Jürgen Zöllner und Heinz Buschkowsky kommunizieren derzeit nur über die Presse miteinander. Ansonsten herrscht Eiszeit zwischen den beiden sozialdemokratischen Genossen aus Berlin.

Der Grund: Buschkowsky, der bodenständige Neuköllner Bezirksbürgermeister, hat mal wieder einen Einfall gehabt, der seine Parteioberen, insbesondere Schulsenator Zöllner zur Weißglut treibt - privater Wachschutz an den Schulen den Bezirks, damit es auf dem Pausenhof halbwegs friedlich zugeht.

In den letzten Wochen vor den großen Ferien ist es an Berlins Schulen zu einer Vielzahl von spektakulären Übergriffen gekommen.
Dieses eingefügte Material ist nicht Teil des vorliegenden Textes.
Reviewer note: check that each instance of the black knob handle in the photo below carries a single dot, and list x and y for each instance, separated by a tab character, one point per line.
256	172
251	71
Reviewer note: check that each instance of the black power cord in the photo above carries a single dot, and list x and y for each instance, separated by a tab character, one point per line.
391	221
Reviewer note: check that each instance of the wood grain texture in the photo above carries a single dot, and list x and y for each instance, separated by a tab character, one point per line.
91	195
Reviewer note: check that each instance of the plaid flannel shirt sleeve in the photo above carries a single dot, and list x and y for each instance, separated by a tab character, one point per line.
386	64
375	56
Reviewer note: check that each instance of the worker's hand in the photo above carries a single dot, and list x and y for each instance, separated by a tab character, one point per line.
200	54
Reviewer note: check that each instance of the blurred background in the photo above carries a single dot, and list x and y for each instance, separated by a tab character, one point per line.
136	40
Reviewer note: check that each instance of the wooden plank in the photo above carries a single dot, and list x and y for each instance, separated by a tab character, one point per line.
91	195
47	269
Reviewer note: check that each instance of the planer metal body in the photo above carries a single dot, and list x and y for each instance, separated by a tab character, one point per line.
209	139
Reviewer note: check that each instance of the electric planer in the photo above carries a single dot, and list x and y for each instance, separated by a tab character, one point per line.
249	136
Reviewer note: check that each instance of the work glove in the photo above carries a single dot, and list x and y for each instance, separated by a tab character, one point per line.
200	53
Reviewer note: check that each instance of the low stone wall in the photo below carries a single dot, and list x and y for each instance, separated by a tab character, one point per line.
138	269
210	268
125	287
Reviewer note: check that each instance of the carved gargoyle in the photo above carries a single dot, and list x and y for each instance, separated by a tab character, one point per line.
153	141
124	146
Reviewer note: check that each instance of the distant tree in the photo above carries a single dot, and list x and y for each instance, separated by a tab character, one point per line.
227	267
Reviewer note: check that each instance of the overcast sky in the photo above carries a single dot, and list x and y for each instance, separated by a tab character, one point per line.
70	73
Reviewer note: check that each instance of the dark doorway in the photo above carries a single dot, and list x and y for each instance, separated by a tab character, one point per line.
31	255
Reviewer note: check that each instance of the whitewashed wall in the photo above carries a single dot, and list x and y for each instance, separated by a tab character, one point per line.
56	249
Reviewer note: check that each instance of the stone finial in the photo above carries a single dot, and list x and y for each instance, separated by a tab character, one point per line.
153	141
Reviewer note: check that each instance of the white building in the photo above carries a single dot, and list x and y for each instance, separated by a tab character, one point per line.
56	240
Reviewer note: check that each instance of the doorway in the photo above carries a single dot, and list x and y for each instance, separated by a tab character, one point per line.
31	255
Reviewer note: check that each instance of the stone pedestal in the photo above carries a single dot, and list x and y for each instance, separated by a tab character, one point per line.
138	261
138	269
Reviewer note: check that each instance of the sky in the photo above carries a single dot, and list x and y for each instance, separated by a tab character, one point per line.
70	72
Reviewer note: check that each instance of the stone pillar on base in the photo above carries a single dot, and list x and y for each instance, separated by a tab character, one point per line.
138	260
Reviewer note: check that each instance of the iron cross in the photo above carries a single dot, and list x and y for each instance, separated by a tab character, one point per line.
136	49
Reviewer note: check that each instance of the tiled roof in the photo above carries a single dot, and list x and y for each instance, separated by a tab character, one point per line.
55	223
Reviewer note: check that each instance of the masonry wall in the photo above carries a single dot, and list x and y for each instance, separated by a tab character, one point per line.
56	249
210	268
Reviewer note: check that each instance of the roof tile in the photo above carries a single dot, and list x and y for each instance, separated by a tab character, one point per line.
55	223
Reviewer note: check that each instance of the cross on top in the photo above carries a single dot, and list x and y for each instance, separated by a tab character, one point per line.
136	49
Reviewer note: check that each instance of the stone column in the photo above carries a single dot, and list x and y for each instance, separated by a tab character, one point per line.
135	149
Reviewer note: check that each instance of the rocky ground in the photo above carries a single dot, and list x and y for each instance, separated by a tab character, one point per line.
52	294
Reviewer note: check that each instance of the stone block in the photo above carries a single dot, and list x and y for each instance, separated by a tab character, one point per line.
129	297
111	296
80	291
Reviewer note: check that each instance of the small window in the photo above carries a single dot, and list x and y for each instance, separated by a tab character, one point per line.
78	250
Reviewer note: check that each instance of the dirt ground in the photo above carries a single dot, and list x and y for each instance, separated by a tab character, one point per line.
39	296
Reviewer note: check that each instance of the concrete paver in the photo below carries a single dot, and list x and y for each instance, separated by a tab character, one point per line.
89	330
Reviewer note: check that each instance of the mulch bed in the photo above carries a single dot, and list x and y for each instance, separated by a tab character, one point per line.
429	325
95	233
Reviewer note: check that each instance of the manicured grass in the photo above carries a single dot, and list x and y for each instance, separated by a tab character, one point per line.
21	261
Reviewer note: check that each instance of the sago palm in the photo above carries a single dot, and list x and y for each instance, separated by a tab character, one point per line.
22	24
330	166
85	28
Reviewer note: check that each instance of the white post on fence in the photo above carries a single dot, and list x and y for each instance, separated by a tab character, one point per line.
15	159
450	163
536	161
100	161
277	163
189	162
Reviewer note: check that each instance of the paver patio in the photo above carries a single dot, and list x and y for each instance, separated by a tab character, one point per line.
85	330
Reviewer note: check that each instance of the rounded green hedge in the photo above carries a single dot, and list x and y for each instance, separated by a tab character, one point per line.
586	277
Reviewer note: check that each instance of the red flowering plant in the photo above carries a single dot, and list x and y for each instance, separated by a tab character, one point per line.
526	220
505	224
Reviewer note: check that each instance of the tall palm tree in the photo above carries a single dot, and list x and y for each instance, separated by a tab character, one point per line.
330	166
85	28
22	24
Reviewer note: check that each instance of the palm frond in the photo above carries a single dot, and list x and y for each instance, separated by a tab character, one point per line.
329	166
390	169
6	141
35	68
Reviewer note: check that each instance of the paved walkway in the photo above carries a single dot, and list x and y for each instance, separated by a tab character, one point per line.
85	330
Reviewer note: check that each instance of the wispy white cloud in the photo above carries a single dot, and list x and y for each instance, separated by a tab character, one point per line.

Darunter neben Gewalttaten gegen Lehrer auch ein Angriff zweier Jugendlicher auf eine Lehrerin, der die Zeugnisse entrissen wurden. So sollte die Nichtversetzung des Anstifters vertuscht werden. Einstimmig hatte daraufhin das Bezirksamt Neukölln - in dessen Grenzen auch die im letzten Jahr zum Synonym für Gewalt im Klassenzimmer gewordene Rütlischule liegt - beschlossen, private Wachfirmen anzuheuern. "Eltern müssen davon ausgehen können, daß ihre Kinder unversehrt aus der Schule wiederkommen", sagt Buschkowsky. In den vergangenen 30 Schulmonaten hat es allein in Neukölln 53 Angriffe von Schulfremden gegeben. Siebzig Prozent der Oberschulen hätten nunmehr ihr Interesse an privaten Wachfirmen bekundet, so das Neuköllner Bezirksamt.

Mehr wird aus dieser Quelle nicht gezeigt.